= London House, Aldersgate Street =

London House was the London mansion of the Bishop of London after the restoration of the monarchy in 1660. Today the site, 172 Aldersgate Street is occupied by a block of flats.

==History==
Early in 1544 William Petre rented a small house on the west side of Aldersgate as a town house while engaged in his role as secretary to King Henry. Later that same year he purchased seven houses formerly the property of the neighboring St Bartholomew's Priory, adjoining the rented house. By 1549 Petre was renting a larger house from The Drapers Company which he had purchased by 1552. Petre continued to purchase others property and to extend his house over a number of years. By 1562 the house was large and contained a number of chambers and rooms according to an inventory.
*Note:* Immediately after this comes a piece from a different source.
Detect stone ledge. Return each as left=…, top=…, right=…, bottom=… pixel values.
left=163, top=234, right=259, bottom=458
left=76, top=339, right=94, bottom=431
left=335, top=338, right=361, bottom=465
Over the years Petre House was extended across the parish boundary into the former close of St Bartholomew's priory. This was later to cause disputes over the payment of parish fees. The house remained the townhouse until 1639 following the death of the 3rd Lord Petre.

During the Commonwealth the house was used as a prison and it was here in 1646 that Michael Hudson was imprisoned while being questioned by a Parliamentary committee about the flight of Charles I from Oxford to Newark-upon-Trent. Richard Lovelace, the poet, was, in 1648, confined in Lord Petre's house in Aldersgate by order of the House of Commons; and it continued to be used as a prison by Cromwell and his colleagues.

In 1657 it was the residence of Henry Pierrepont, Marquis of Dorchester.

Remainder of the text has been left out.